Presidente do BC alerta para tensões na economia que, segundo ele mesmo, não existem

José Paulo Kupfer

21 de dezembro de 2009 | 08h00

Uma lenda, que remonta aos tempos em que, no mundo das finanças, os animais falavam, diz que presidente de Banco Central fala pelas atas da instituição. Isso, realmente, nunca passou de lenda. Quando não queriam falar, os presidentes de BCs recorriam a ela. Quando queriam falar, falavam e pronto.

O presidente do nosso BC, Henrique Meirelles, volta e meia invoca a lenda. Mas, quando quer falar, fala pelos cotovelos. Na verdade, se computarmos o que fala a jornalistas fora dos microfones e das páginas impressas, fala pelos cotovelos e pelos antebraços.

Falas de presidentes de BCs, presumivelmente, têm alguma função. Nem sempre – e nem sempre dá certo. A última falação de Meirelles foi para os jornalistas Patrícia Duarte e Sergio Fadul, do jornal “O Globo”. Na entrevista, publicada na edição deste domingo, a chamada “autoridade monetária” respondeu às perguntas com tautologias variadas. E uma delas foi parar na manchete do jornal. Se fosse para ser o que interpretaram do que Meirelles disse, era de preocupar. Mas, felizmente, não é o que se lê no corpo da entrevista.

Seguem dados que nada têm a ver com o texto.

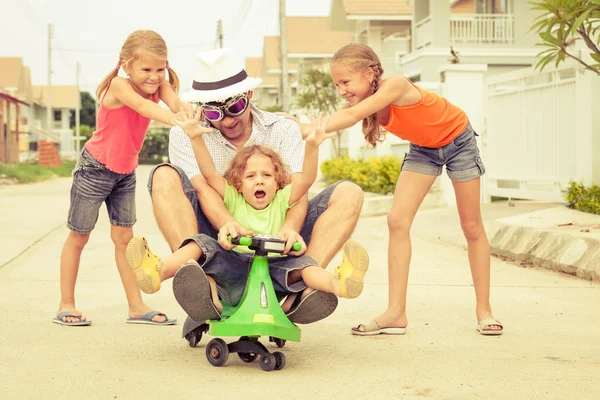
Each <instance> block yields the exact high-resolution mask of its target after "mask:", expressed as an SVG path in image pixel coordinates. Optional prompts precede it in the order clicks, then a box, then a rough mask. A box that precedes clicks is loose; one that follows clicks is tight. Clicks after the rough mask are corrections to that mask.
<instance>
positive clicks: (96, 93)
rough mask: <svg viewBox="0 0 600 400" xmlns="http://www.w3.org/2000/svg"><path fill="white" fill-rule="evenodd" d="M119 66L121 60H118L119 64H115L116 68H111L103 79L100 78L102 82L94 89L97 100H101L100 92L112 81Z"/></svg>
mask: <svg viewBox="0 0 600 400" xmlns="http://www.w3.org/2000/svg"><path fill="white" fill-rule="evenodd" d="M120 67H121V62H119V64H117V68H115V69H113V70H112V71H111V72H110V73H109V74H108V75H106V76H105V77H104V79H102V82H100V85H98V88H97V89H96V99H98V101H102V94H103V93H104V92H106V91H107V90H108V87H109V86H110V82H112V80H113V79H114V78H115V77H116V76H117V75H118V74H119V68H120Z"/></svg>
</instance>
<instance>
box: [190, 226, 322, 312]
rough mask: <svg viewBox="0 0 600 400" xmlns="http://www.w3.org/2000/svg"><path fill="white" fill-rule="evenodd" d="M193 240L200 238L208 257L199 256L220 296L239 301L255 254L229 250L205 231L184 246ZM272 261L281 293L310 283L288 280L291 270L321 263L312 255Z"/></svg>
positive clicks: (275, 258)
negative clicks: (289, 273) (294, 281)
mask: <svg viewBox="0 0 600 400" xmlns="http://www.w3.org/2000/svg"><path fill="white" fill-rule="evenodd" d="M191 241H194V242H196V244H198V246H200V248H201V249H202V253H203V254H204V257H203V258H202V260H201V261H200V260H199V262H200V266H201V267H202V269H204V272H205V273H206V275H208V276H210V277H212V278H213V279H214V280H215V282H216V284H217V290H218V292H219V296H220V297H221V298H222V299H223V300H224V301H225V302H226V303H229V304H231V305H234V306H235V305H237V304H238V303H239V302H240V300H241V299H242V295H243V294H244V289H245V287H246V281H247V280H248V274H249V272H250V266H251V265H252V259H253V258H254V256H253V255H252V254H250V253H238V252H237V251H233V250H225V249H223V247H221V245H220V244H219V242H217V241H216V240H215V239H213V238H211V237H209V236H207V235H204V234H198V235H195V236H193V237H191V238H189V239H186V240H184V242H183V243H182V244H181V246H182V247H183V246H185V245H186V244H188V243H189V242H191ZM268 261H269V274H270V275H271V280H272V281H273V287H274V288H275V292H276V293H277V294H278V297H281V296H283V295H287V294H290V293H298V292H301V291H302V290H304V289H306V287H307V286H306V284H305V283H304V281H302V280H300V281H298V282H295V283H293V284H291V285H290V284H288V274H289V272H290V271H293V270H299V269H302V268H305V267H309V266H316V265H317V263H316V261H315V260H313V259H312V258H311V257H308V256H298V257H296V256H287V257H268Z"/></svg>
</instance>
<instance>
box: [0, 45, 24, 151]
mask: <svg viewBox="0 0 600 400" xmlns="http://www.w3.org/2000/svg"><path fill="white" fill-rule="evenodd" d="M0 91H2V92H3V94H4V101H5V105H4V108H3V109H4V115H5V116H6V115H8V114H7V112H8V109H7V108H6V104H9V103H10V104H14V105H18V112H19V118H17V117H16V116H17V114H16V113H15V112H13V113H12V117H11V129H12V130H13V131H14V132H18V134H16V138H17V142H15V143H18V152H23V151H27V150H28V148H29V146H28V140H27V132H28V120H29V119H30V104H31V102H32V89H31V72H30V70H29V67H26V66H25V65H24V64H23V59H22V58H21V57H0ZM9 97H10V98H12V99H13V101H9V100H8V98H9ZM5 118H6V117H5ZM6 121H7V120H6V119H5V123H6ZM17 122H18V124H17ZM17 125H18V128H17ZM7 131H8V130H7ZM11 159H12V158H11ZM15 162H16V161H15Z"/></svg>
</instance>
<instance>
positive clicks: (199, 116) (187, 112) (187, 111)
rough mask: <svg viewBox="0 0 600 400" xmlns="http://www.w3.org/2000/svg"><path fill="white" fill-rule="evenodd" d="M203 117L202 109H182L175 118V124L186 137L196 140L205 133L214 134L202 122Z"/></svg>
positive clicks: (179, 109)
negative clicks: (201, 110)
mask: <svg viewBox="0 0 600 400" xmlns="http://www.w3.org/2000/svg"><path fill="white" fill-rule="evenodd" d="M201 117H202V111H201V110H200V109H197V110H195V111H194V110H193V109H192V110H191V111H186V110H184V109H183V107H181V108H180V109H179V112H178V113H177V114H175V117H174V118H173V123H174V124H176V125H179V126H180V127H181V129H183V131H184V132H185V134H186V135H188V137H189V138H190V139H192V140H193V139H196V138H198V137H200V136H202V135H204V134H205V133H212V132H213V130H212V128H209V127H207V126H206V125H204V123H203V122H200V118H201Z"/></svg>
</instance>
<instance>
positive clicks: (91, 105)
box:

Meirelles, segundo as letras ampliadas da manchete do jornal, faz um alerta para a tensão que a eleição presidencial pode gerar na economia em 2010. A mensagem que explode da manchete parece clara: coloquem as barbas de molho com economia brasileira no ano que vem. Outra mensagem poderia ser a seguinte: eleições perturbam o mercado financeiro. A pergunta que resulta dessa mensagem é natural: melhor, então, não tê-las?

Uma leitura mais sóbria da resposta de Meirelles, contudo, é suficiente para acalmar quem poderia começar a se inquietar. “Acho que o cenário interno tenderá a gerar mais tensão no ano de 2010”, respondeu Meirelles a uma pergunta sobre o foco das preocupações no ano que vem, se o cenário externo, como em 2009, ou o interno. “É normal que num ano eleitoral sempre exista um pouco mais de preocupação com o futuro”, continuou, respondendo por que achava que deveria haver mais preocupação desta vez com o cenário interno.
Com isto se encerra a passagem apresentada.